Speeding up ML Studio batch inference startup time

David-3633 131

I'm trying to use Azure ML Studio batch inference but running into a problem with how slow startup is. I understand that the first startup will be slow (it takes about 8 minutes), since Azure has to provision a new compute instance and pull the docker image. However subsequent inference requests (before the compute instance times out) are still very slow (over 3 minutes). Looking through the logs, this is because it pulls the (fairly large) docker image from the registry every time, without caching it locally, even though the environment and scoring script are identical. How can I solve this?

(While 3 minutes may not seem like too long, I wanted to use fairly small batches, so it is a significant proportion of the time. And I can't use always online endpoints since I have multiple models requiring GPUs, which Azure doesn't allow sharing)

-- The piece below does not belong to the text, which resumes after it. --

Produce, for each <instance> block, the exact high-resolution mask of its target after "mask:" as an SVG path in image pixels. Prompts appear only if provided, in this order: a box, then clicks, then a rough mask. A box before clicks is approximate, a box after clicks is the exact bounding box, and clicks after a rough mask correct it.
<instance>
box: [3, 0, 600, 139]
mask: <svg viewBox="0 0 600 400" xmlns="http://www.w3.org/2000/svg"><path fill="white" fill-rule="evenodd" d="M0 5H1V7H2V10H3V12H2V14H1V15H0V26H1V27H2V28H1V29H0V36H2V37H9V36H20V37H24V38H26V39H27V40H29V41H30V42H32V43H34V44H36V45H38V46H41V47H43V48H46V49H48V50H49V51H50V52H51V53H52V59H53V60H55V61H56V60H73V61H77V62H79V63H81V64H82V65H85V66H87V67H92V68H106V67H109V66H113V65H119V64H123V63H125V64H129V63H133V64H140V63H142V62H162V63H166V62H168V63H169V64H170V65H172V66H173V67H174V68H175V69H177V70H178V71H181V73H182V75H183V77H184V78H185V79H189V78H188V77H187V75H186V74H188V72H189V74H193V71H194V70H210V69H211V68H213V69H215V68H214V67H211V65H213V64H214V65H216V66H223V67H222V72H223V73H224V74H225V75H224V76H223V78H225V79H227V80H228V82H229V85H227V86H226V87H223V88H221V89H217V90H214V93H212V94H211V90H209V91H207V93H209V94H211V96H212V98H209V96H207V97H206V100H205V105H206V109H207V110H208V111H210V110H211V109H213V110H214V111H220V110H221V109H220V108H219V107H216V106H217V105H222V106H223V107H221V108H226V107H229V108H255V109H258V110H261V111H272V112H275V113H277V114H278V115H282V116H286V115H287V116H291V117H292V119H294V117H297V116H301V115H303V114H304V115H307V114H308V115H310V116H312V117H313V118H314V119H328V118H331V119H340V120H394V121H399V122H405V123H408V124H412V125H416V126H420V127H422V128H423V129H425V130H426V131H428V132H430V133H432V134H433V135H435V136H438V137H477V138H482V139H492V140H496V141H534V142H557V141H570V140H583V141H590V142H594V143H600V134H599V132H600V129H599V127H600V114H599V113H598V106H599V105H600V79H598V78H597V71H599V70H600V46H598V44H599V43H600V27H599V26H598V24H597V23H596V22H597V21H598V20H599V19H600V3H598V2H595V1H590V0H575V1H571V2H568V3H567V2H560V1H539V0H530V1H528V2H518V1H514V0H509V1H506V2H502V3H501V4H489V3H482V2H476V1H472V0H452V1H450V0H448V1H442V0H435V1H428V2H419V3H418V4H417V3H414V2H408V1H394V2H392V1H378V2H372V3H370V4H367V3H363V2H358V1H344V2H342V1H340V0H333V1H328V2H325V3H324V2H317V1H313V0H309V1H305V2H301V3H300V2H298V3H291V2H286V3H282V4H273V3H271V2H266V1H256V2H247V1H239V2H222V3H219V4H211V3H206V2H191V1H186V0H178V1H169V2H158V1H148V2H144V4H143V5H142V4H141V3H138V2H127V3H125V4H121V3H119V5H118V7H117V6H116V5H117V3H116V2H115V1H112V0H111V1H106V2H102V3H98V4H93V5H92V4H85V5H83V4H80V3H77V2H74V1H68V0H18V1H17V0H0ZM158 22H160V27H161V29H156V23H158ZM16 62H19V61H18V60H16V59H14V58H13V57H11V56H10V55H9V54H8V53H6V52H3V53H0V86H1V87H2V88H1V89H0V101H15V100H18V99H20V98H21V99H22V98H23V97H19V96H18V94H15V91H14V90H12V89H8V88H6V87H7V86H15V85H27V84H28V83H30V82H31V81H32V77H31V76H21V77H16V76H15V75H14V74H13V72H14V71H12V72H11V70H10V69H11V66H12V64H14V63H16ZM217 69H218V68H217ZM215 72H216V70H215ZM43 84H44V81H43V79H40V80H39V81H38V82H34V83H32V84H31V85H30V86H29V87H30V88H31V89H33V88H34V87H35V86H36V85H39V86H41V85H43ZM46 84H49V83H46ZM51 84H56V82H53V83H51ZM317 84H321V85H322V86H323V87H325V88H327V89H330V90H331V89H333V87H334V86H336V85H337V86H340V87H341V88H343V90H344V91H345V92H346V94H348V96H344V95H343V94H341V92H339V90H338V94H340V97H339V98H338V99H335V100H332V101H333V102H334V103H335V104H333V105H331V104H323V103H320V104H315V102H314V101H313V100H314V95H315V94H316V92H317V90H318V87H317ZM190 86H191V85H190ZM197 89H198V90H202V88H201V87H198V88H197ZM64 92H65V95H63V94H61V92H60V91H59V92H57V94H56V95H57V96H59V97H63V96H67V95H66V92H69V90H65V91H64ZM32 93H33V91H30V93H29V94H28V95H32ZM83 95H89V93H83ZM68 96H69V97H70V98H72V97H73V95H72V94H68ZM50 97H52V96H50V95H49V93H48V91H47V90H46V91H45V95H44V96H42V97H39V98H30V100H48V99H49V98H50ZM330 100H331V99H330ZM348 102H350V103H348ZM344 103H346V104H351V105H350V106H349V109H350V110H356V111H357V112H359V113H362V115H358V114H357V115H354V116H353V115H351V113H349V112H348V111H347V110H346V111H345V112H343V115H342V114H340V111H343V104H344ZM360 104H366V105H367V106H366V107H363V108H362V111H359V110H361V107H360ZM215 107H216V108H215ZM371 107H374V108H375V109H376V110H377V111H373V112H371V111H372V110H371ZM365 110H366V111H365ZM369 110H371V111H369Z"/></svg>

Ramr-msft 17,836 Reputation points

2022-06-20T15:50:00.857+00:00

@David-3633 Thanks for the question. We have forwarded to the product team to check on this.
Ramr-msft 17,836 Reputation points

2022-06-22T03:31:11.763+00:00

@David-3633 Thanks for the feedback, Please share details of your experiment and issue from the ml.azure.com portal for an engineer to lookup the issue for more investigation?. This option is available from the top right hand corner of the portal by clicking the smiley face, Please select the option Microsoft can email you about the feedback along with a screen shot so our service team can lookup and advise through email.
David-3633 131 Reputation points

2022-06-22T13:30:22.663+00:00

Hello @Ramr-msft , thanks for your reply. I've replicated the issue and sent feedback, including the link to this question.